Paris, ce n’était pas Le Havre; à mon tour je contai à Diélette mon histoire vraie.
– Eh bien! viens toujours à Paris, dit-elle, maman te payera ton voyage au Havre et nous irons te conduire.
J’essayai encore de lui faire comprendre combien il était difficile de vivre sur les grandes routes; comment manger? comment coucher?
– J’ai sept francs huit sous, dit-elle; ils nous serviront à manger; nous coucherons dehors; si tu es près de moi, je n’aurai pas peur.

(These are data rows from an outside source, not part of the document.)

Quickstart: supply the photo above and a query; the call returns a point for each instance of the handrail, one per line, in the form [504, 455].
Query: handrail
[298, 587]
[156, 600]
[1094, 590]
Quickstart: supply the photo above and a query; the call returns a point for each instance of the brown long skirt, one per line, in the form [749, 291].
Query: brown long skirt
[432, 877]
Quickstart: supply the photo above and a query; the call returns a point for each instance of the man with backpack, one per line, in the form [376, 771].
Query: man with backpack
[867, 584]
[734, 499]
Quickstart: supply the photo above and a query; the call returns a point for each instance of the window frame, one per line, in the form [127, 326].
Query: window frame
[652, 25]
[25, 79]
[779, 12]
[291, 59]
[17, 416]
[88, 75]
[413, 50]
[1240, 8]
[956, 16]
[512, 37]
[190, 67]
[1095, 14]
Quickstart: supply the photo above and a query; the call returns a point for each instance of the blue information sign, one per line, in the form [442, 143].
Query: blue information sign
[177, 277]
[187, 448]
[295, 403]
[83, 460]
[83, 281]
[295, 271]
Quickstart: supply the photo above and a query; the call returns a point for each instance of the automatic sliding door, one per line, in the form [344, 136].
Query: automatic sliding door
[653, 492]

Cette marque de confiance, en me rendant très fier, me décida tout à fait : au reste Diélette était une petite personne à laquelle on ne résistait pas, et elle avait une façon de vous regarder avec ses grands yeux bleus pleins de timidité et de hardiesse, de candeur et d’expérience, de douceur et de dureté, qui ne souffrait pas le refus de la contradiction.
Il fut donc décidé qu’à Orléans nous abandonnerions la caravane.
– Jusque-là, dit-elle, devant le monde je ne te parlerai pas; tu es trop bon enfant, tu te trahirais.
Je fis la grimace. Elle comprit que j’étais peu flatté de ce compliment.
– Donne-moi une poignée de main, dit-elle, c’est parce que tu es bon enfant que j’ai confiance en toi.